Например, они не оставляли его одного.
Воспитанная в Крафте потребность защищать Муравейник любой ценой, не находя себе выхода, заставляла его нервничать все сильнее. Накопившиеся за последние дни страхи обострились под влиянием непосредственной опасности, но необходимость оставаться в роли доминировала надо всем остальным. В конечном счете он так ни на что, кроме исполнения приказа Лафама, и не решился — он камнем сидел на своем месте в ожидании ФБР.
Карр раздражала его. Пока она оставалась здесь, наблюдая, слушая, он не мог позвонить Хеллстрому. Она знала, что он нервничает, и это как будто ее забавляло. Словно он не знал, какая липа ее легенда! Отпускница? Она?

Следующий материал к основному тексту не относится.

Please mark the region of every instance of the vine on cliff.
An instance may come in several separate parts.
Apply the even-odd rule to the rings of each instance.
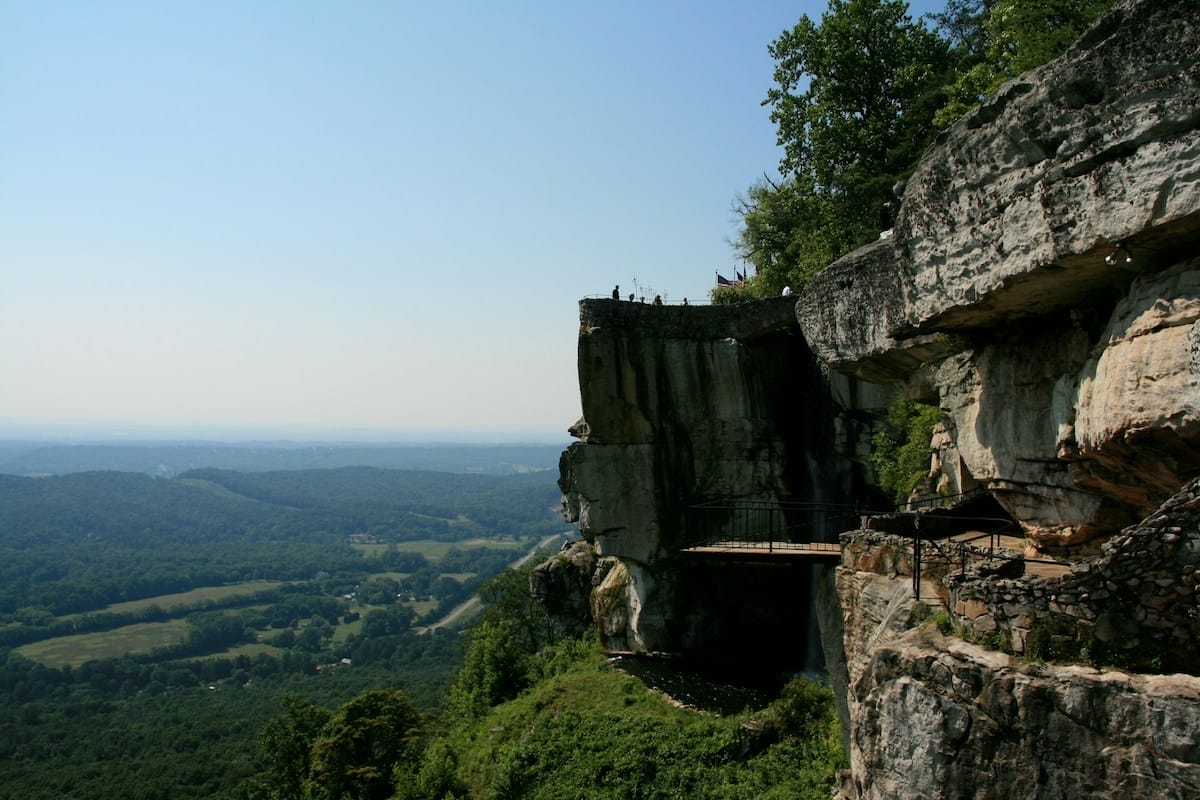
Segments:
[[[936,407],[898,395],[888,408],[887,427],[871,438],[876,481],[896,505],[907,503],[929,475],[929,443],[941,419]]]

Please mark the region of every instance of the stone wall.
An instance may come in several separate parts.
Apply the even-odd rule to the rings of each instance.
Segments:
[[[1196,673],[1200,481],[1063,578],[956,583],[943,570],[931,590],[967,639],[930,619],[937,597],[914,600],[911,537],[858,530],[842,545],[839,636],[826,637],[841,648],[828,661],[851,762],[842,800],[1200,796],[1200,678],[1020,655],[1050,631],[1061,640],[1044,645],[1079,656],[1085,632],[1127,663]]]
[[[1200,674],[1200,480],[1061,578],[968,578],[950,608],[1014,652]]]

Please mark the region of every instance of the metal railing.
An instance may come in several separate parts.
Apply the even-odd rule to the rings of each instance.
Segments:
[[[924,519],[924,525],[923,525]],[[941,531],[931,531],[929,523],[936,521]],[[947,534],[949,527],[959,527],[964,533]],[[941,537],[935,537],[940,533]],[[955,536],[950,539],[949,536]],[[1014,536],[1024,541],[1025,533],[1012,519],[1002,517],[955,517],[949,515],[917,515],[912,535],[912,591],[920,600],[922,572],[926,566],[941,565],[948,575],[965,575],[968,569],[982,569],[1003,561],[1024,564],[1061,565],[1054,559],[1028,558],[1002,545],[1001,537]]]
[[[688,507],[683,547],[827,549],[858,525],[856,506],[790,500],[709,500]]]

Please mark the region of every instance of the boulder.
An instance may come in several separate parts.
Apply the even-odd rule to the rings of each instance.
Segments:
[[[1122,2],[922,158],[893,239],[905,302],[890,335],[1086,305],[1198,237],[1200,14]]]

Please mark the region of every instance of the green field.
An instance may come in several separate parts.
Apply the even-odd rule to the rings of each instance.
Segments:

Кожа ее лишь слегка была покрыта загаром, холодные серые глаза смотрели прямо и жестко, твердо поставленная челюсть, тонкий и неулыбчивый рот. Он догадывался, что в большой черной сумочке у нее на коленях был пистолет. Что-то в ней слегка напоминало показываемых по ТВ моделей — та же целенаправленность в движениях, отчужденность, которую не могла скрыть поверхностная бойкость. Она была из тех миниатюрных женщин, которые не теряли своей живости до самой смерти. Все снаряжение для отпуска на западе у нее имелось: широкие брюки из грубой ткани, подобранная под них блуза, жакет с медными пуговицами. Вся одежда неношенная, словно подобранная гардеробщицей в соответствии со сценарным листом. Но она не соответствовала ее стилю. Голубой платок на ее темных длинных волосах довершал картину несоответствий. В левой руке она держала черный кошелек в небрежно-готовом положении женщины-полицейского. Крафт не сомневался, что в нем было оружие. Хотя она не показала ему свои документы, шериф Лафам знал ее имя и обращался с ней с уважением, свидетельствующим о ее высоком официальном статусе.
— Опять шериф? — спросила она, кивком показывая на телефон. В голосе Кловис звучало нескрываемое презрение, но ее это не заботило. Ей не нравился толстоносый, бровастый шериф, и это чувство вызывалось не только ее подозрениями о его причастности к гибели агентов. Он был с запада и выказывал явную любовь к жизни на вольном воздухе. Одного этого было бы достаточно. Она предпочитала атмосферу ночных клубов, и это задание ей совсем не нравилось. Кожа на щеках и носе натянулась и болела от загара, еще больше усиливая раздражение Кловис.
— Да, шериф, — признал Крафт. Зачем лгать? По его ответам легко догадаться о вопросах, задать которые мог только шериф. — Нет, сэр, люди из ФБР еще не прибыли… Да, сэр. Я не выходил из офиса.
Что они там узнали о смерти Перуджи? Что показало вскрытие?
Крафт посмотрел на нее, раздумывая. Был один момент в словах шерифа, который следовало взвесить. Когда прибудет команда из ФБР, шериф просил Крафта передать сообщение ее руководителю. Сообщение на первый взгляд простое. Прокурор все еще не пришел к твердому заключению о «легальной основе вмешательства». Крафт, однако, должен был сказать ФБР, что агенты могут действовать, исходя из презумпции корректности, что коммерческая деятельность Хеллстрома, затрагивающая различные штаты, обеспечит требуемые основания. По словам шерифа, команда ФБР должна прибыть с минуты на минуту, и шериф хотел знать об их появлении. Машины прислали в аэропорт, и «люди Джанверта» готовы были на месте ввести их в курс дела.